Screen capture is supported through Android’s startForeground API, with some samples playing a silent MP3 in a loop to keep the trojanized app alive in the background. Microphone recording is constrained to a three-hour window between 7 p.m. and 10 p.m. local time. Command-and-control traffic runs over HTTPS to Zoho WorkDrive accounts; ESET observed twelve such accounts, all registered with zohomail addresses.

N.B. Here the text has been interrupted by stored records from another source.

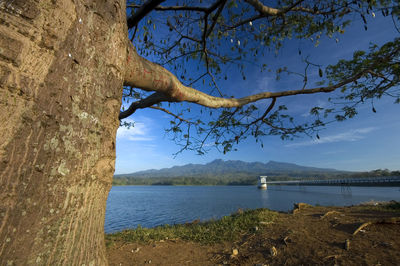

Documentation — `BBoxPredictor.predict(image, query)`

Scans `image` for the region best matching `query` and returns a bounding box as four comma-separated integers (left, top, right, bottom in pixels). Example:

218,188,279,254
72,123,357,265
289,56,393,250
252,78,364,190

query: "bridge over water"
266,176,400,186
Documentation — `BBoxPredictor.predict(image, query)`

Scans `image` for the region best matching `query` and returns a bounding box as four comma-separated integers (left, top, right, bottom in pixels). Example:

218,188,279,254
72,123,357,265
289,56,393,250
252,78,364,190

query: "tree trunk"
0,0,127,265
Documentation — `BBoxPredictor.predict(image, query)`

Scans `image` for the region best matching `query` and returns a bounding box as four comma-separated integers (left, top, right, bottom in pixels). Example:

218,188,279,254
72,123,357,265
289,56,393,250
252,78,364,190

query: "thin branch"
206,0,227,37
127,4,208,12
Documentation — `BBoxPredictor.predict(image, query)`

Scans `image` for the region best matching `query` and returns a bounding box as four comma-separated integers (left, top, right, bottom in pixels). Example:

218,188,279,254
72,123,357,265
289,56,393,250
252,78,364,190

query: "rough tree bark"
0,0,127,265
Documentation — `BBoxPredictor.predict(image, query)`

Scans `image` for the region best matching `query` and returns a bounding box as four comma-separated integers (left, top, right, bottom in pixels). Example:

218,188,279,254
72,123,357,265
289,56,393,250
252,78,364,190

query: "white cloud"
117,119,154,141
285,127,376,147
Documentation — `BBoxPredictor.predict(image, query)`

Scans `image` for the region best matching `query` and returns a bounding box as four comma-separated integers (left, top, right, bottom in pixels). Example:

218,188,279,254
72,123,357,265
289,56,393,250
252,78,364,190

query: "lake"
105,186,400,233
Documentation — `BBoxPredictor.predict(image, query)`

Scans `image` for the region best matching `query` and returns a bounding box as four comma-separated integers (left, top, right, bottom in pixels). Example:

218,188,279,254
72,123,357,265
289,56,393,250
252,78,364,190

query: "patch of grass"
106,209,277,245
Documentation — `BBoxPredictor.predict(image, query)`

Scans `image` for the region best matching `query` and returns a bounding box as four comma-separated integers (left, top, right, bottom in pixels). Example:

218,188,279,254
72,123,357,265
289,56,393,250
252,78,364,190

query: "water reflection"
105,185,400,232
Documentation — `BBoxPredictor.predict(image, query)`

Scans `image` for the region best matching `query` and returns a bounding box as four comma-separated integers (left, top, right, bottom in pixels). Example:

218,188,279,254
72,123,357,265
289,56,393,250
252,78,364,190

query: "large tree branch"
245,0,349,16
128,0,165,29
125,41,369,113
118,92,173,120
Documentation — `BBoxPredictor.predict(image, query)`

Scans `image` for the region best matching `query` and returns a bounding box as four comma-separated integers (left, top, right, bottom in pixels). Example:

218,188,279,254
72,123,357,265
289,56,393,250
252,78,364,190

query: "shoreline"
106,201,400,265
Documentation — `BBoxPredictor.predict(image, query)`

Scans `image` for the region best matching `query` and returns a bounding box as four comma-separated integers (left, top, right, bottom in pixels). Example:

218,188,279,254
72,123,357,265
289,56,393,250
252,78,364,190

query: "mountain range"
115,159,350,178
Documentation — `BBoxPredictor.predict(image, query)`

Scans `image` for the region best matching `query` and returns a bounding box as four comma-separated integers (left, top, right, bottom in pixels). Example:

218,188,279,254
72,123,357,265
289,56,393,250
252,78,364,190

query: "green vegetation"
106,209,276,245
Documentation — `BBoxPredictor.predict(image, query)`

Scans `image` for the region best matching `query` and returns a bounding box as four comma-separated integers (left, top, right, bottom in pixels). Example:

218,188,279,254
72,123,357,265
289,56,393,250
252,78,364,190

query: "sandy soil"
107,204,400,265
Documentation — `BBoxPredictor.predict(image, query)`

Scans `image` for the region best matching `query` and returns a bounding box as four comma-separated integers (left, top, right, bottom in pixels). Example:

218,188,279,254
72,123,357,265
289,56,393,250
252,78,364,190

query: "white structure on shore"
258,175,267,189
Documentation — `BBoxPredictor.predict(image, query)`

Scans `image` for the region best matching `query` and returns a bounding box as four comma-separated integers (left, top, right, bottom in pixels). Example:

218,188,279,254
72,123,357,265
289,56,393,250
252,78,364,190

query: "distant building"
258,175,267,189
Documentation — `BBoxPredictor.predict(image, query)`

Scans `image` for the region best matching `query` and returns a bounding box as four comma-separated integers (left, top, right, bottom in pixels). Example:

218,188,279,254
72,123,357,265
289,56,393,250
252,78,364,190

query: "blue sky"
115,10,400,174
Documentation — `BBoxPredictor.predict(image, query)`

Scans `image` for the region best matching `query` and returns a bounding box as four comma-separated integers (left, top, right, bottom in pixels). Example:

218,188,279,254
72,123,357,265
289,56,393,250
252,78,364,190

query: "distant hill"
115,159,349,178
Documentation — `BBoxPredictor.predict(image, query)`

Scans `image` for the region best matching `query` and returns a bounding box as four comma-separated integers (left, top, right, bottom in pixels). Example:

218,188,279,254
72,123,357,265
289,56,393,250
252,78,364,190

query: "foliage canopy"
120,0,400,154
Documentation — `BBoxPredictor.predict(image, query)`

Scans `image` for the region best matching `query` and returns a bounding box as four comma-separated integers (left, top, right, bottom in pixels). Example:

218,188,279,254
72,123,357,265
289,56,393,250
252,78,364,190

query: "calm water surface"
105,186,400,233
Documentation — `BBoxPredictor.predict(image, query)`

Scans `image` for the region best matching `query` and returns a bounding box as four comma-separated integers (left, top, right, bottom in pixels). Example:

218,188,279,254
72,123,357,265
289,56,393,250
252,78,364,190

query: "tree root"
353,217,400,236
320,211,340,219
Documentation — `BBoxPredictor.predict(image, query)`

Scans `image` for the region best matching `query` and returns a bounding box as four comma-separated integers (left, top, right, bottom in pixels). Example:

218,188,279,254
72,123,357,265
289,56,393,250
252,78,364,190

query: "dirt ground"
107,203,400,265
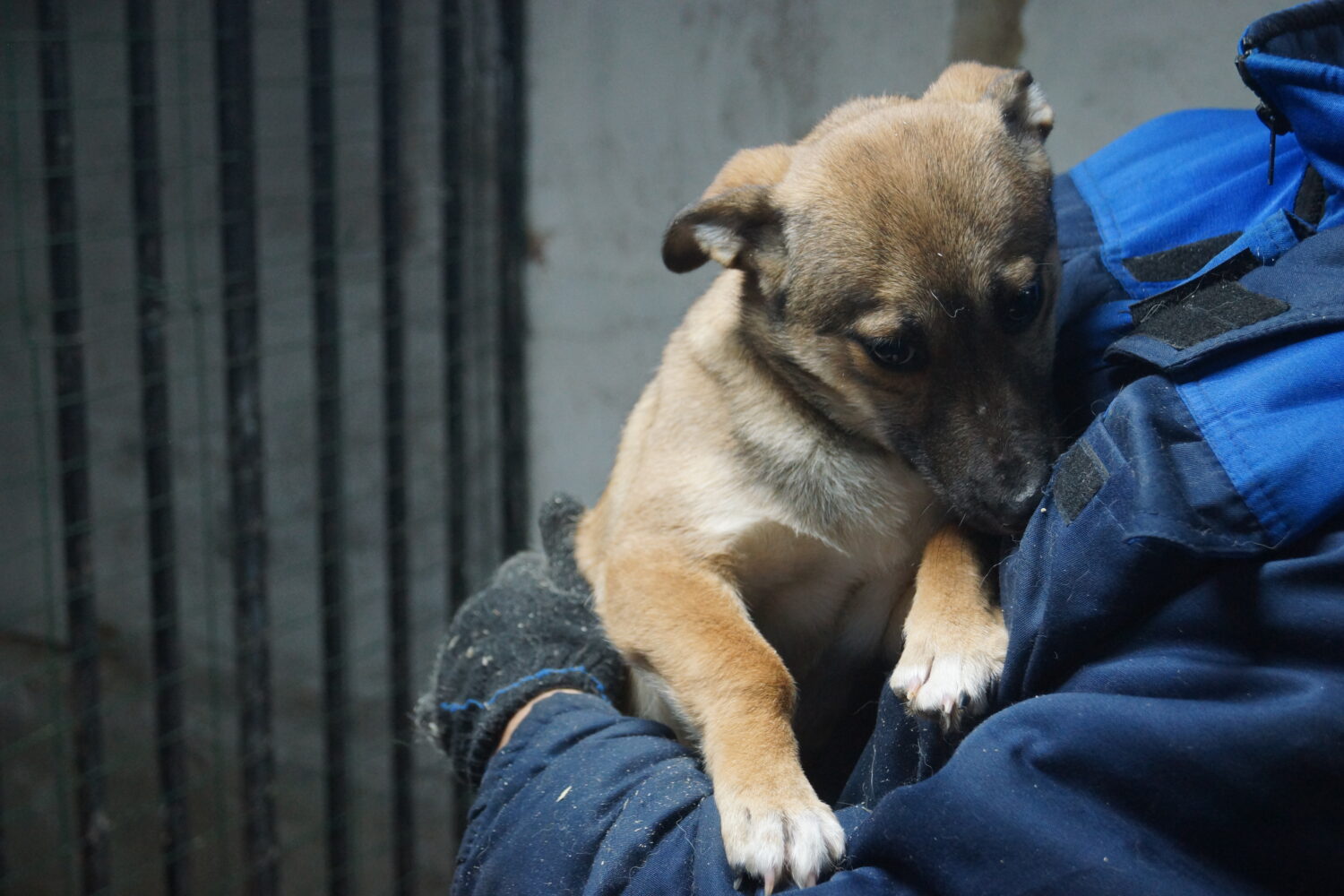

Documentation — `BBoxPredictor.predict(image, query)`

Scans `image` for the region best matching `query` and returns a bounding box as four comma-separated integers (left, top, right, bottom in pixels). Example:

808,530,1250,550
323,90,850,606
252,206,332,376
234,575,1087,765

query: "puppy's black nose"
995,460,1050,532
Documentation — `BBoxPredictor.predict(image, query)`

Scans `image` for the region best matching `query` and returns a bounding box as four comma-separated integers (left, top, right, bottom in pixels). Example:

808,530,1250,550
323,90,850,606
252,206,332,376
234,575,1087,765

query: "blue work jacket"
453,3,1344,896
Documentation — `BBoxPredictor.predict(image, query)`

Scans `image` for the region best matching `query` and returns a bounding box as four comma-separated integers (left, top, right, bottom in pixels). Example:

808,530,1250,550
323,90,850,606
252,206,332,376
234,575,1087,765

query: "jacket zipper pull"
1255,102,1290,185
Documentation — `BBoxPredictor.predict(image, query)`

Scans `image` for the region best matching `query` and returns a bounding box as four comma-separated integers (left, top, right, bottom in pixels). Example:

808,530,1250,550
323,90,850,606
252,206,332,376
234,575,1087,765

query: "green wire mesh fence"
0,0,527,896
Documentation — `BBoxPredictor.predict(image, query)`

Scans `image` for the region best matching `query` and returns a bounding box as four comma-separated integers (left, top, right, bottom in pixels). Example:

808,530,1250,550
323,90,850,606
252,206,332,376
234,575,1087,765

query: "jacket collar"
1236,0,1344,192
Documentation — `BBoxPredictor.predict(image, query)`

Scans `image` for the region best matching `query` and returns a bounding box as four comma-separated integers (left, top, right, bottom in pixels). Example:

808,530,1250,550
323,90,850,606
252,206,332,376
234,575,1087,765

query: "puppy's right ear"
663,185,785,293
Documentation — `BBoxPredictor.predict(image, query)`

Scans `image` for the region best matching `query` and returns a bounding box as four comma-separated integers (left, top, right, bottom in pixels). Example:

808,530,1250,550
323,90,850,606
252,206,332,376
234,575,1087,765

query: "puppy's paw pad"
892,626,1008,729
717,788,844,892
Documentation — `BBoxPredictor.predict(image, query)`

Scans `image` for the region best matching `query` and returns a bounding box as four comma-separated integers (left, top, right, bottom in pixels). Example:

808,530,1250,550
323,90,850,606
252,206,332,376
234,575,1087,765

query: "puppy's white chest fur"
734,457,941,689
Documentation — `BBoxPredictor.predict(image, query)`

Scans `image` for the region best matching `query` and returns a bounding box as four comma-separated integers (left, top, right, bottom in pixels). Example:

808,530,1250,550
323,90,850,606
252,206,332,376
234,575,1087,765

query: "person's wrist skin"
495,688,583,753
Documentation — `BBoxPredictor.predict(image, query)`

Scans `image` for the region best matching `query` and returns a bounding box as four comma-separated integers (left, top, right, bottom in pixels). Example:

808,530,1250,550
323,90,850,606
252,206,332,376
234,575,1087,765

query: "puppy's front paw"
715,771,844,893
892,611,1008,731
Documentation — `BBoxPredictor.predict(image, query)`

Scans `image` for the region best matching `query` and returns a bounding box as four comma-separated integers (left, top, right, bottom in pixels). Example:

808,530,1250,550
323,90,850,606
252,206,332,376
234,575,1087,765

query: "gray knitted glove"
416,495,625,788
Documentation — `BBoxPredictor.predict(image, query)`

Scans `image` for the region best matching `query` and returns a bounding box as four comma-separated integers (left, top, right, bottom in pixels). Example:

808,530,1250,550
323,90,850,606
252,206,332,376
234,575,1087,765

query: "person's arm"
454,536,1344,896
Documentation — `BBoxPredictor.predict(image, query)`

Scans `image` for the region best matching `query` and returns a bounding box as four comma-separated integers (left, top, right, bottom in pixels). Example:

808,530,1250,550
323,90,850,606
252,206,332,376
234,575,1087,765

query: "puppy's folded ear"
924,62,1055,142
663,185,785,293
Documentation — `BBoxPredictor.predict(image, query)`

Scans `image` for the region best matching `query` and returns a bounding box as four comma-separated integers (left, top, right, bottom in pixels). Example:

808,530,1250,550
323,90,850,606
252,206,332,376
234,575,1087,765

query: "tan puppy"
578,63,1055,892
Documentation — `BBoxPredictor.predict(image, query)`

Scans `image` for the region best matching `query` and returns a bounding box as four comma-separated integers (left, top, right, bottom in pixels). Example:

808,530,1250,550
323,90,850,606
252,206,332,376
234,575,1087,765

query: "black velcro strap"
1131,280,1289,349
1125,232,1241,283
1055,441,1110,524
1293,165,1325,227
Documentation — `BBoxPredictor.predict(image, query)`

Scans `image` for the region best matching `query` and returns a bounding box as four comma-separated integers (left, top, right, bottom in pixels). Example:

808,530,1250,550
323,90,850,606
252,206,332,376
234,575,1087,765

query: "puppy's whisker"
929,289,961,320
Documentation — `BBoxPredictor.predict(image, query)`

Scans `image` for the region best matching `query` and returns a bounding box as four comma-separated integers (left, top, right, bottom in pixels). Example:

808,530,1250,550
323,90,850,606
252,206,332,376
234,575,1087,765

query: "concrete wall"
527,0,1282,510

The implant also supports pCloud and Yandex Disk in code, neither of which was active during the investigation. Decrypted commands begin with the magic value 0x2A7B4C33, matching the Windows variant.

Status and notification

The malicious update package on sqgame was no longer serving the trojanized mono.dll at the time of publication, the Android APKs remained available on the site.

ESET notified sqgame of the compromise in December 2025 and received no reply. The campaign’s profile, regional focus, and targeted file types align with prior ScarCruft operations against North Korean defectors and the South Korean government and military.